I am appreciative to City Council and Administration for engaging in this topic. Their thoughtful questions make it clear they understand the challenges faced by their important sports communities. The large and diverse group of Soccer supporters that attended the recent Committee meeting makes it clear that the Soccer community has evolved and intends to make their voices heard. I have not witnessed such a collective effort for Soccer by unconnected groups such as post secondary’s, parents, support groups and fans in Edmonton before.
Edmonton bills itself as a progressive city, the most family friendly, a sports city, a festival city – and we are indeed all of those things. Soccer has shown, given the proper conditions, and proper partners – we can succeed. Soccer has largely been an after thought, but our city has changed – frustration and complacency have been replaced with determination and drive. Soccer is a large community but has typically been divided, a new generation and era for the Sport is upon us. This is hard to ignore with such groups and events as Men’s World Cup 2026 bid, Women’s World Cup, Top of The City 36 Hour Soccer Game, Little Kickers, Hope and Football, the Edmonton Scottish Soccer Dome, the largest indoor Soccer tournament in western Canada and just this past weekend over 3,000 fans at an FC Edmonton Academy game against Calgary on a cold, dark and windy Sunday.
The world is changing at a rapid pace, a quick glance at Municipal or Federal census numbers shows how much our city has changed in the past 30 years and continues to change. This conversation should be about the future of sports in Edmonton and catching up to the other great municipalities in Canada.
There are those that are intent on creating a divisive and polarizing debate – Us vs. Them. This is sadly a common theme in civil debate in these onerous times, one which will not help anyone. The reality is that we are not so far apart – ignoring the rhetoric and frustrations on each side – we are natural allies that need to consult more with the right people at the table with the right perspective.
There is no debate that all sports are beneficial to our communities so I will not dwell on that, I want to focus more on what makes Soccer unique. Soccer builds bridges, it heals, it brings hope where it is otherwise absent. With 30,000+ registered Soccer players it has the unique capability to speaking to and benefitting so many, in Canada 44% of children play Soccer and a lot of them tend to be from vulnerable communities. Soccer is the Worlds game as it is the most popular sport in the World by far, this is important as our Country and certainly our city is a melting pot of culture – the vast majority of immigration source countries are Soccer nations, immediately we have an inclusion and integration tool at our disposal. Over 40% of all registered Soccer players are female. When we consider that 70% of children typically drop out of sports by age 13 there are variables which impact this number even greater – family income, immigrants and females are at greatest risk. We have an unbelievable opportunity to engage with these groups as we already have the user base. We would be foolish not to use a vehicle for greater social change that is already within our grasp.

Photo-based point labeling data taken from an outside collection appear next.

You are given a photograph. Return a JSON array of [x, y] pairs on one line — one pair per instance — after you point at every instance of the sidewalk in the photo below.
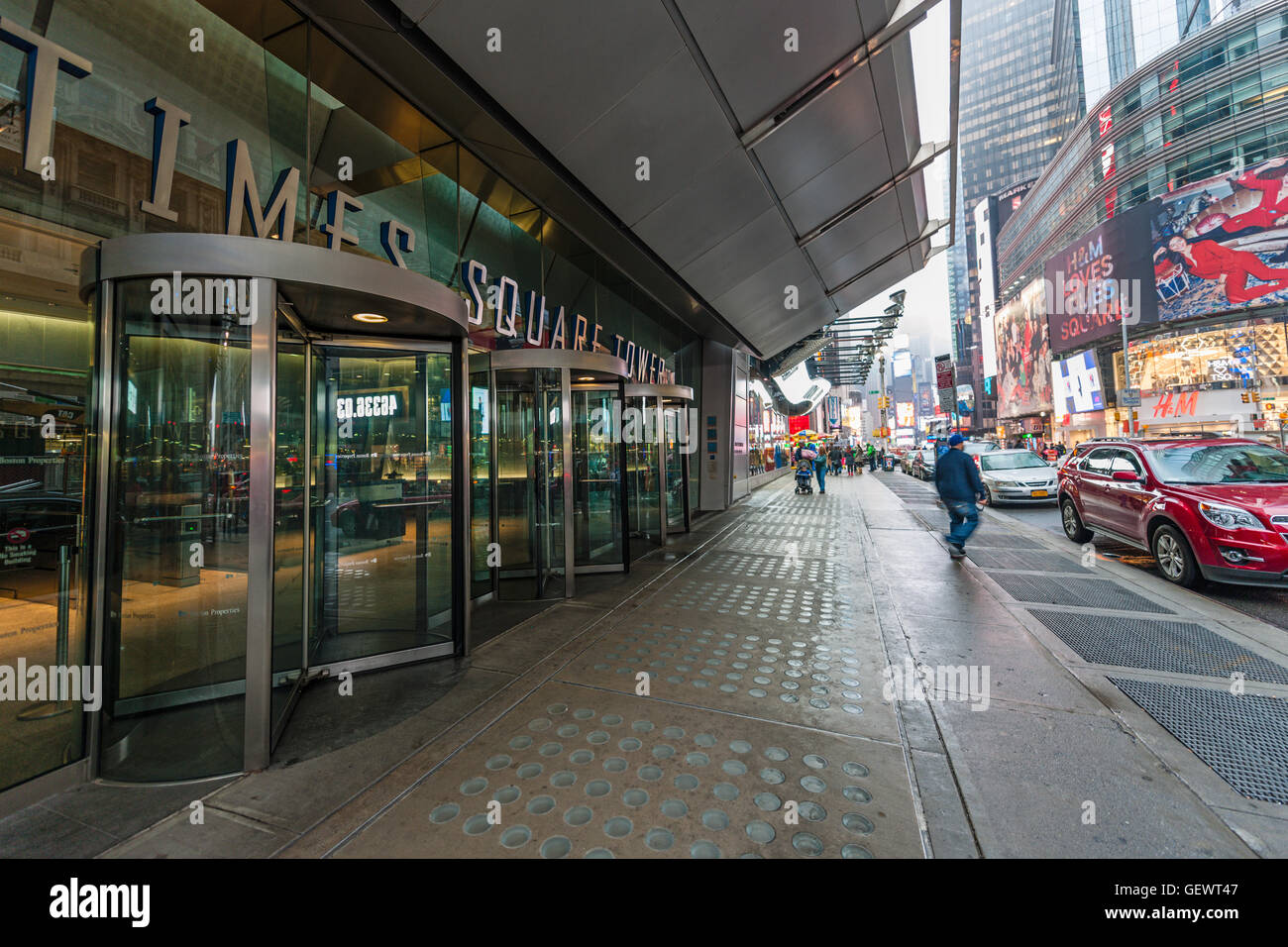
[[765, 731]]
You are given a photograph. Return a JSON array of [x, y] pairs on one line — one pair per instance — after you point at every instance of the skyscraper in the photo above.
[[1008, 127], [1099, 43]]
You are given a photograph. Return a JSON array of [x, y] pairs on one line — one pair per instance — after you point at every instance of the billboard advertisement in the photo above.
[[1223, 243], [1022, 355], [991, 217], [902, 364], [987, 270], [1098, 278], [1076, 384]]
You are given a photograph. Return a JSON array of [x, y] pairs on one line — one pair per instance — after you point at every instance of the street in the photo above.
[[1266, 604]]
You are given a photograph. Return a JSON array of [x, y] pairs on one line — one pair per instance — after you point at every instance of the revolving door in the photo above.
[[658, 433], [279, 492], [548, 497]]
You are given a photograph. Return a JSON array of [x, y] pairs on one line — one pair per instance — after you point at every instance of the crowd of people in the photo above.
[[836, 459]]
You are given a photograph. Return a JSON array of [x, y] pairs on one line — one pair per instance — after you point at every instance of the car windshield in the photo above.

This is not a matter of feeling entitled as a sport, it is about the broad influence we have across every demographic and typically the most vulnerable ones as well. It is about allowing us to give the same opportunities afforded to others to our Soccer kids.
Now is the time for the Soccer fans, parents, players and kids to galvanize behind FC Edmonton, this is our moment. We need progress, not perfection. I urge all field sports including football and baseball to work collaboratively, as allies, to find a solution.